12a Bourdon St, W1K 3PG, London, UK
Open: Tue-Sat 11am-6pm


Iris Touliatou: mothers

to Sat 19 Nov 2022

Artist: Iris Touliatou

12a Bourdon St, W1K 3PG Iris Touliatou: mothers

Tue-Sat 11am-6pm

to honour a new family by stretching its existing and future ties inconveniently is maybe a strange thing to do, but the subject here is not the institution of the museum, nor that of the gallery, but that of artistic practice and the symbolic and material economies within which it exists.

When we began, it was unclear whether it was even possible. During August, we attempted a critique of feelings, and more feelings came out loud, in public, some good, some bad, some ambivalent, definitely mixed.
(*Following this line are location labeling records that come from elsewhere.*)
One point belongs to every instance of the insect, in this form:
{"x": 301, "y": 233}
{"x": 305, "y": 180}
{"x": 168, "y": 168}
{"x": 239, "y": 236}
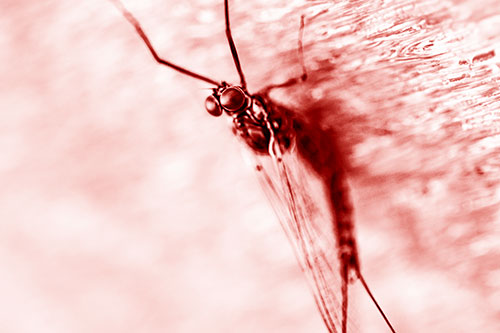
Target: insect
{"x": 324, "y": 242}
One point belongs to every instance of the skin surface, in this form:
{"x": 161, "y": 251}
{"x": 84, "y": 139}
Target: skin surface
{"x": 125, "y": 207}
We also had a lot of questions.

Is there enough water?
Is there enough pressure?
Is there a right time?
What is necessary and how is it connected?
What is permitted and how is it dismantled?
Who decides and who functions?
What is still available and to whom?

When does the work start and when does the work stop?
Are we allowed?
Are they autonomous?
Can we rely on them?
How do we care?
How much of a commitment is that?
Will we miss something ?
Can it be replaced?
Should it be replaced?
What will happen after?
Do we still believe in this, or have we changed our minds?

Lots of questions and lots of feelings are great, but the unfinished business of sentimentality at some point comes down to facts. I wasn’t met with great resistance, not the one I was hoping for.

Infrastructures—things and systems made, built, old, new, lived, loved, hated, sustained, or resisted—often remain invisible, enigmatic, sometimes unquestioned. They become apparent and change when friction is applied.

If the mother is still the model of successful femininity, the ethical figure par excellence, the mothers presented here embody care, provisions, relief, refusals, failures, rest and arrest. They wake up, they stop, they restart, they reset, they move, they lose, they collapse. They are ordinary, they are excessive, they have no more, they are open to future circulation or they are an end in themselves.

During August I read that Lauren Berlant, apparently standing in tree pose, replied to a particularly long winded question after a keynote they’d given:

There are only two kinds of questions; am I right or are you my mother?